17. Onun sağında ve solunda oturan iki alıcı (yazıcı melekler), alırlarken (yazarlarken).
18. O, söz olarak (herhangi bir şey) söylemeyiversin, mutlaka yanında hazır bir gözetleyici vardır.
19. Ölüm sarhoşluğu gerçekten gelir. (Ey insan!) İşte bu senin öteden beri korkup uzaklaştığın şeydir.
20. Sur'a üfürülür. İşte bu, tehdidin (gerçekleştiği) gündür.
21. (Artık) Her bir nefis, yanında bir sürücü ve bir şahit ile gelir.
22. “Şüphesiz sen bundan bir gaflet içindeydin; işte biz de senin üzerindeki örtüyü açıp kaldırdık. Artık bugün görüş gücün oldukça keskindir.”
23. Onun yakını olan (günahları yazan melek) der ki: “İşte bu (günah), yanımda hazır durumda olan şey.”
24. (Allah şöyle buyurur:) “Cehenneme atın, son derece inatçı olan her kâfiri!”
25. “Hayra engel olan saldırgan şüpheciyi.”
26. “O, Allah'la beraber başka bir ilah edinmişti. Artık ikiniz (sürücü ve şahit melekler), onu en şiddetli olan azabın içine atın.”
27. Onun yakın (saptırıcı) dostu der ki: “Rabbimiz! Ben onu kışkırtıp azdırmadım. Ancak kendisi (haktan) derin bir sapıklık içindeydi.”

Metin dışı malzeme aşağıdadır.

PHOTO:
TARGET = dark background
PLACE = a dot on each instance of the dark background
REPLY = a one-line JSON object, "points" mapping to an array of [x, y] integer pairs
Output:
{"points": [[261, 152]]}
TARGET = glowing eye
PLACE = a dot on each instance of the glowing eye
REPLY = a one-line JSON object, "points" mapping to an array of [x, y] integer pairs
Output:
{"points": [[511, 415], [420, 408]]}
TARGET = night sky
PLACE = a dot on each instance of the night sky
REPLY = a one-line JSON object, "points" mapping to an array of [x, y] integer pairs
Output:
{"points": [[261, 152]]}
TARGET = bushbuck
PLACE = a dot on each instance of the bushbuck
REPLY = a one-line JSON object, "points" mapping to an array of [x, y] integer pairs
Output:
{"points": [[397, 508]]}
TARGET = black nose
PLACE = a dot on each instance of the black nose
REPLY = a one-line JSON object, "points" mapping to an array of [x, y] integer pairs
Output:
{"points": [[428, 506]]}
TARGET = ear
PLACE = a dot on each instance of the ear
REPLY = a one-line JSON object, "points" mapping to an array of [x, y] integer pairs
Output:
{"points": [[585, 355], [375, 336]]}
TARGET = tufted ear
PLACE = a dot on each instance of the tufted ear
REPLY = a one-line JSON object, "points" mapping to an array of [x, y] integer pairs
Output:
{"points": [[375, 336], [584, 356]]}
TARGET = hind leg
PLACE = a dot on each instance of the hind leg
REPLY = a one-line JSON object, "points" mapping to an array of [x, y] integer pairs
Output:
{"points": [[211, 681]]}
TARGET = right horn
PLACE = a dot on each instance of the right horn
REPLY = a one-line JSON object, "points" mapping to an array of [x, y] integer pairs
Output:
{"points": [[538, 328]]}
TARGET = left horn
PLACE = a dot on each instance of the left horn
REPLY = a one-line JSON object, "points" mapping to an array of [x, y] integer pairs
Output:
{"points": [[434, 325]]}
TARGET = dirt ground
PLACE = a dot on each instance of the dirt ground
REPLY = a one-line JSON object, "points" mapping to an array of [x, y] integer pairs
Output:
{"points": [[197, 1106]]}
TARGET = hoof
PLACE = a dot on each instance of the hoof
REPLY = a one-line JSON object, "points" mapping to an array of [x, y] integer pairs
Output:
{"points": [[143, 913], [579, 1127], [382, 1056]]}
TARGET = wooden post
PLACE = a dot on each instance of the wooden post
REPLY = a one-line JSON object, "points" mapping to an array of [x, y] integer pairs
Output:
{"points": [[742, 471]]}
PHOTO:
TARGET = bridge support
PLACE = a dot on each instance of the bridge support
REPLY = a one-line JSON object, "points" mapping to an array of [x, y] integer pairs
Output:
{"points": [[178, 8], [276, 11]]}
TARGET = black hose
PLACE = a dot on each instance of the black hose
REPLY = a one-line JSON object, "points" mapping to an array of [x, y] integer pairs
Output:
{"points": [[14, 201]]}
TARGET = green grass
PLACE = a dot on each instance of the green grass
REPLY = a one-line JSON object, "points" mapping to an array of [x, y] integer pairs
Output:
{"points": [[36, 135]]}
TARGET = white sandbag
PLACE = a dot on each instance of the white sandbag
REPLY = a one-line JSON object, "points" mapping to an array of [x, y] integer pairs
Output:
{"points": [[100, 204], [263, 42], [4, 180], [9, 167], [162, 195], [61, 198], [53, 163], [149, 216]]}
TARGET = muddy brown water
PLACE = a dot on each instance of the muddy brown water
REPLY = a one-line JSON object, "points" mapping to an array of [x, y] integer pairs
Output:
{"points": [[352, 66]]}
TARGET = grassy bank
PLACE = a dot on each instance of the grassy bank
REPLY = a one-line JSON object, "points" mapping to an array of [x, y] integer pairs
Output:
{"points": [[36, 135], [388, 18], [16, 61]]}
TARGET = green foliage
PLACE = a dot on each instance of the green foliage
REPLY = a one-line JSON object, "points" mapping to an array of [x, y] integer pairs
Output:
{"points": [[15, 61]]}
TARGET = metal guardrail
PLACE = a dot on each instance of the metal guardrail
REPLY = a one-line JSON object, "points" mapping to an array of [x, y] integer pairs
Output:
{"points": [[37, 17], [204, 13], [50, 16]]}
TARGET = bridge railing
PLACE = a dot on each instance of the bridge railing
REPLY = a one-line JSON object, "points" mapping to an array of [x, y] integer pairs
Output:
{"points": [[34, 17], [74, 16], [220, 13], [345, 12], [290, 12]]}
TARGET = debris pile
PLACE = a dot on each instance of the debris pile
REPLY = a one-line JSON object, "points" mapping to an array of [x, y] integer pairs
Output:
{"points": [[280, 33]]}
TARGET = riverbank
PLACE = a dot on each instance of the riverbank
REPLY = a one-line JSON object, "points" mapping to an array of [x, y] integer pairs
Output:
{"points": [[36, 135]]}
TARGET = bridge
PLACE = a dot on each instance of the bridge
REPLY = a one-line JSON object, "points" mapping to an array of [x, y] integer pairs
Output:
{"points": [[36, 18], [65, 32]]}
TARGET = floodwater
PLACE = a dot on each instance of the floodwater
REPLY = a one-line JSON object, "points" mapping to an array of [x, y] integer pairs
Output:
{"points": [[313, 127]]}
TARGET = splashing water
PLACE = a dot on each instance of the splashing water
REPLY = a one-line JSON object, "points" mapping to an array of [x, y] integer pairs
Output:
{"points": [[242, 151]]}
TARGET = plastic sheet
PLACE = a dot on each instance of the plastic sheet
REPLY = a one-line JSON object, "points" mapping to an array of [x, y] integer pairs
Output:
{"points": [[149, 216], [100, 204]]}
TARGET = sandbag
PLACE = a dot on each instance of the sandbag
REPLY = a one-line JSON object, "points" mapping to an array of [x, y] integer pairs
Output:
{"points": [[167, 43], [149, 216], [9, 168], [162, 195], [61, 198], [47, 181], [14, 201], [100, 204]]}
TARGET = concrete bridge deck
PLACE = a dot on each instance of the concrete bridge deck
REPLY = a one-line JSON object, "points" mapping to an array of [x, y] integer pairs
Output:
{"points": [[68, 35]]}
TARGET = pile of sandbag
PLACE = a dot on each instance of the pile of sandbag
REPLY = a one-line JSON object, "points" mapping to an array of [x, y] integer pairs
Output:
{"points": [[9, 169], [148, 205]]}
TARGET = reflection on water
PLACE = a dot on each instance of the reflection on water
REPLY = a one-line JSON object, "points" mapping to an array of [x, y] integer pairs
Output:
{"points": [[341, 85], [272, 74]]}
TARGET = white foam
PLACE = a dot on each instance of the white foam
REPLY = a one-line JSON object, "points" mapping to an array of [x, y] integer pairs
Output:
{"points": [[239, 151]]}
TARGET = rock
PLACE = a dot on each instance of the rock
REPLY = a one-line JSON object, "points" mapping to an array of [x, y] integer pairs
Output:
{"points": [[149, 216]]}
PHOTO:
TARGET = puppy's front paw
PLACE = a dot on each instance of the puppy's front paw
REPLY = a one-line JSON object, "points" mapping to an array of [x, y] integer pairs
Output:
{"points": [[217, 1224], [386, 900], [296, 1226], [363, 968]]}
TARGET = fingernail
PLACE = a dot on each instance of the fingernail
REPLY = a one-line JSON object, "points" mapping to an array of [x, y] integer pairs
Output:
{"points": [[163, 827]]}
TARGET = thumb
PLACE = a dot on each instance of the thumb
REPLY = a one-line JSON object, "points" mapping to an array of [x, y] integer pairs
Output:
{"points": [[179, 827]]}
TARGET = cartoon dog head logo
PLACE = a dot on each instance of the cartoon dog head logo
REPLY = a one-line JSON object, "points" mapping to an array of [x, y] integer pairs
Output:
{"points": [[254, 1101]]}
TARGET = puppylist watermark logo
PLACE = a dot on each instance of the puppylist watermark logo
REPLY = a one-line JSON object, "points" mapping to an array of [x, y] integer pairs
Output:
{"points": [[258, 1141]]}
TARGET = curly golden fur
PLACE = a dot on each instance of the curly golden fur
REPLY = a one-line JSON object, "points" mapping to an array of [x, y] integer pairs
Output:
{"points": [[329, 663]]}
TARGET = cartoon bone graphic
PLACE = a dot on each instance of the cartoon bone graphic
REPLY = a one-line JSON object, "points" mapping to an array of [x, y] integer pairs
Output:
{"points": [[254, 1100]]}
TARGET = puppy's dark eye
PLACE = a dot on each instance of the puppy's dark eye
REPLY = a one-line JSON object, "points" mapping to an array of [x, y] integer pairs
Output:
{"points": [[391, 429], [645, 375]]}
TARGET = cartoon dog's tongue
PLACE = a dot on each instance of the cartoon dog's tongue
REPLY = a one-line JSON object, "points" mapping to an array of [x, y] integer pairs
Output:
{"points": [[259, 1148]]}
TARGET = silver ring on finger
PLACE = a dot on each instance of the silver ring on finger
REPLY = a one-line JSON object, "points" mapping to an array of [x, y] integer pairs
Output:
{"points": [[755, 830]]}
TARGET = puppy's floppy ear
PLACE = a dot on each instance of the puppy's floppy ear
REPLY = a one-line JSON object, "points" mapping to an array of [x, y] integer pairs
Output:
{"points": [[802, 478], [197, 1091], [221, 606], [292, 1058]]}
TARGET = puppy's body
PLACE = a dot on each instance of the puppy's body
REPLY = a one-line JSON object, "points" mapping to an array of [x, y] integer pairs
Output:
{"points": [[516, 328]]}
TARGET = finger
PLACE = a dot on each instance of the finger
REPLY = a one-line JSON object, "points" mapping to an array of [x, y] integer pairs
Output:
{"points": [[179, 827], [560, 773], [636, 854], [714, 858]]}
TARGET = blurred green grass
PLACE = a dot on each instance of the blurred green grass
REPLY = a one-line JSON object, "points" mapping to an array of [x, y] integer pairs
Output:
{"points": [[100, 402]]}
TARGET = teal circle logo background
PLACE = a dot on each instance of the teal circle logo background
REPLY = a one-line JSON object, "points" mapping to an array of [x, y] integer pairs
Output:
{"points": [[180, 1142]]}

28. (Allah buyurur:) “Benim huzurumda çekişip durmayın. Ben size daha önce kesin bir uyarı göndermiştim.”
29. “Huzurumda söz değişikliğe uğratılmaz ve ben kullara zulmedici değilim.”
30. O gün cehenneme, “Doldun mu?” deriz. O da, “Daha fazlası var mı?” der.
31. Cennet de takva sahiplerine yaklaştırılır. Zaten uzak değildir.
32. İşte size vaat edilen budur! (Bu vaat edilen şeyler) Allah'a dönen ve O'nun buyruklarını koruyan kimse içindir.
33. Görmediği halde Rahman'a karşı içi titreyerek korku duyan ve içten Allah'a yönelmiş bir kalb ile gelen içindir.
34. “Ona (cennete) esenlikle girin. Bu, ebedilik günüdür.”
35. Orda diledikleri her şey onlarındır; katımızda daha fazlası da var.